Formatting URLs for Scraptio and checking if it is a valid email

Hi Everyone

I am looking to do 2 things:
A: format a URL i am getting from Hubspot to use for Scraptio, to ensure that it is correct formatting.

That mainly involves:

  1. Ensuring that it has “http://” or “https://”, if not then adding it.
  2. Removing any type of “www.” if they are present
  3. Removing anything after the top-level domain, for example “.com/about/history”, then i need to remove everything after “.com”, meaning to remove: “/about/history”

B. Then i am thinking of using the HTTP GET function with an empty body to see if i get a 200 response.

Examples of formatting

I have not found a simple solution without using data stores, multiple replace functions or starting to dabble in regex.

Has anyone had any success doing this easily without too many workarounds?

In terms of getting the url a regex is about your simplest way afaik.
You can workshop it at regex101.com if you need to work it out - simply add a few different urls into the test box and your regex at the top. Make sure you select the javascript option on the left side though.

You don’t need to do a GET http call per se to test the url, there’s control under the http controls that lets you simply resolve a url.

Cheers

Simon

3 Likes

You can use a Text Parser “Match Pattern” module with this regular expression pattern, to match the hostname part of the URLs.

^(?:\w+:\/\/)?(?:www.)?(?[^/]+)

Regex test: https://regex101.com/r/RdVAmm/

Screenshot

Output


For more information, see Text Parser in the Make Help Center:

Match Pattern
The Match pattern module enables you to find and extract string elements matching a search pattern from a given text. The search pattern is a regular expression (aka regex or regexp), which is a sequence of characters in which each character is either a metacharacter, having a special meaning, or a regular character that has a literal meaning.


Then you can prepend https:// in front of each match.

Hope this helps!

4 Likes

Hi Simon

Thanks for the answer!

What do you mean by ‘theres control under the http controls’ that lets me resolve a url?

Hi Sam

Thank you so much, exactly what I needed!

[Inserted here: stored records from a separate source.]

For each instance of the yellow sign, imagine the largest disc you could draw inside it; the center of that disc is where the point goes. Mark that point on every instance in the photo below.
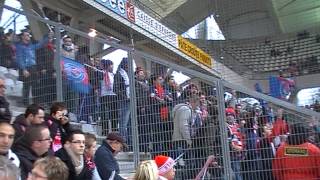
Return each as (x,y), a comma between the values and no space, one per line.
(193,51)
(296,151)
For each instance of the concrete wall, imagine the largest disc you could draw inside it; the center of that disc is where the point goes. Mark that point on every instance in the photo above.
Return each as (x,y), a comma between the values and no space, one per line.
(302,82)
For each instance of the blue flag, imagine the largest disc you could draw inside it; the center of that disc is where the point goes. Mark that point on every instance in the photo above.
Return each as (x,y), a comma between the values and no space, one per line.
(76,75)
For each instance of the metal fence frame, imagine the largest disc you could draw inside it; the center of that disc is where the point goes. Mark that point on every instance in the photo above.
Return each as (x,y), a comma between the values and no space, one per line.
(220,85)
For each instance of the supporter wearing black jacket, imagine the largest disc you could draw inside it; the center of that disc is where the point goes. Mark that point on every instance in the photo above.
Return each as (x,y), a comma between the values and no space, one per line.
(72,154)
(5,114)
(32,146)
(106,163)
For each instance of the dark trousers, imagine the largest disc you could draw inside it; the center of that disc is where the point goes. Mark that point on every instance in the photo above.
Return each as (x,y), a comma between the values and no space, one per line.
(30,82)
(109,113)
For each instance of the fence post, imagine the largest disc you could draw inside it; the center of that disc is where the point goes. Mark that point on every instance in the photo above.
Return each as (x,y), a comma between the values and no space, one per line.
(133,111)
(223,130)
(57,66)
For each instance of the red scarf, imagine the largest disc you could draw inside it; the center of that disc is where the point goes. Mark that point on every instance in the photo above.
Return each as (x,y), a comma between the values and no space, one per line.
(164,111)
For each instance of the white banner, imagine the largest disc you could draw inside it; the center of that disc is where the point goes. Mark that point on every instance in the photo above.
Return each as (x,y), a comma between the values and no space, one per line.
(153,26)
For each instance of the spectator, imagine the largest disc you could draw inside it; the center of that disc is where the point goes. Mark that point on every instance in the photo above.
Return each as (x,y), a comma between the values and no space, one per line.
(46,92)
(34,114)
(58,123)
(50,168)
(297,158)
(68,49)
(5,114)
(173,89)
(106,163)
(72,154)
(108,97)
(143,110)
(266,151)
(236,142)
(162,124)
(210,161)
(7,51)
(89,151)
(26,62)
(166,167)
(147,170)
(33,145)
(8,170)
(203,107)
(251,164)
(208,141)
(184,119)
(280,128)
(6,141)
(122,88)
(92,100)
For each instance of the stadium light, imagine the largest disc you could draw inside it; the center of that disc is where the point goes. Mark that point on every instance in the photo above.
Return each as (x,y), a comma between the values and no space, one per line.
(92,33)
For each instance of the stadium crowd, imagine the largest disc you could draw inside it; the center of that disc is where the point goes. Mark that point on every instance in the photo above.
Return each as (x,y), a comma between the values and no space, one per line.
(177,124)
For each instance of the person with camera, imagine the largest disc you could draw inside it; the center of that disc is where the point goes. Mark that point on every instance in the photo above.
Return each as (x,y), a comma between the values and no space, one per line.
(58,124)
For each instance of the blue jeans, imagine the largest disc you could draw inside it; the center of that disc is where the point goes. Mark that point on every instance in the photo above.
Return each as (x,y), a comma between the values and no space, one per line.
(236,167)
(124,117)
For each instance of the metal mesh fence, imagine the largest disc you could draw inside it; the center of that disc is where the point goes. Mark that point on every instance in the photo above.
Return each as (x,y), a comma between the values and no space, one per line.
(208,125)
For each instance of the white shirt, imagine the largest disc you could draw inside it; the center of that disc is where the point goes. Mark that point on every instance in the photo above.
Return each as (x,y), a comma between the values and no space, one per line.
(107,90)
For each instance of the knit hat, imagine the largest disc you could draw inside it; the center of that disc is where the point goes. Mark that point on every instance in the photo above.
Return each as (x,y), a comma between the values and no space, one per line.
(164,163)
(230,112)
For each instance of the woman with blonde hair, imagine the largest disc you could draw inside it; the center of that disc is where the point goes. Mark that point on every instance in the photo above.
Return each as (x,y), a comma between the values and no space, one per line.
(147,170)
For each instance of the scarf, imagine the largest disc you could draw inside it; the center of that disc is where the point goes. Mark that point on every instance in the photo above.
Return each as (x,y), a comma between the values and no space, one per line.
(125,77)
(76,161)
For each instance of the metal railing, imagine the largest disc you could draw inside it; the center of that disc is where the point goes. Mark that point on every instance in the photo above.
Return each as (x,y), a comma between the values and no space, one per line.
(158,116)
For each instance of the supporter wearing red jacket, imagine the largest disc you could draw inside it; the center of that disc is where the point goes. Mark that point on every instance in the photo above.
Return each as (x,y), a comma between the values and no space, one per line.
(297,159)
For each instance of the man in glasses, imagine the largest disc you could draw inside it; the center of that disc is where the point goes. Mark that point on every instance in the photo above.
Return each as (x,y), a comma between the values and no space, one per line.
(5,114)
(6,141)
(49,168)
(34,114)
(107,165)
(33,145)
(58,123)
(72,154)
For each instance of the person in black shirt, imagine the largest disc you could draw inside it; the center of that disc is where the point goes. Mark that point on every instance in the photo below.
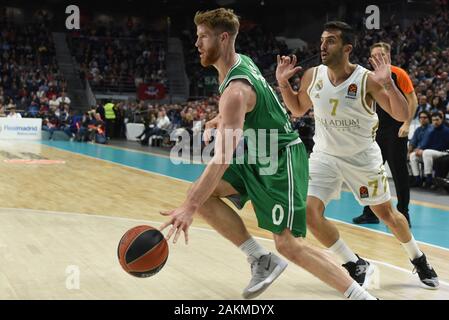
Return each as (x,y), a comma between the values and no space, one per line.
(392,138)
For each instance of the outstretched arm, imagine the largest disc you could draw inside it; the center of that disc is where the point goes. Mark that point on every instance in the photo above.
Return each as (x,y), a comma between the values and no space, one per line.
(297,102)
(233,106)
(381,87)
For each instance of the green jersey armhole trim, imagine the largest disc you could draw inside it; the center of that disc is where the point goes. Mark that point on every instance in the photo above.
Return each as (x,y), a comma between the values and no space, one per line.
(222,87)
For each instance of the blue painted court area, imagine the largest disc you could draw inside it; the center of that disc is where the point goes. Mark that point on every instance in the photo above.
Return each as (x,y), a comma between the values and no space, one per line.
(429,225)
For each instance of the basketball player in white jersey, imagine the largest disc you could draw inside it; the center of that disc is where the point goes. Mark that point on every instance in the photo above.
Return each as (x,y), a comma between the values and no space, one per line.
(343,95)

If you create a new http component via the add application menu you should see one option under that app is Resolve a Target URL

Also I thought you wanted the www removed from the urls so I think this regex would be slightly better - then just prepend the https:// to the start as @samliew suggests

^(?:https?:\/\/)?(?:www\.)?(?<url>[^\/\n]+).*
https://$<url>

Cheers

Simon

2 Likes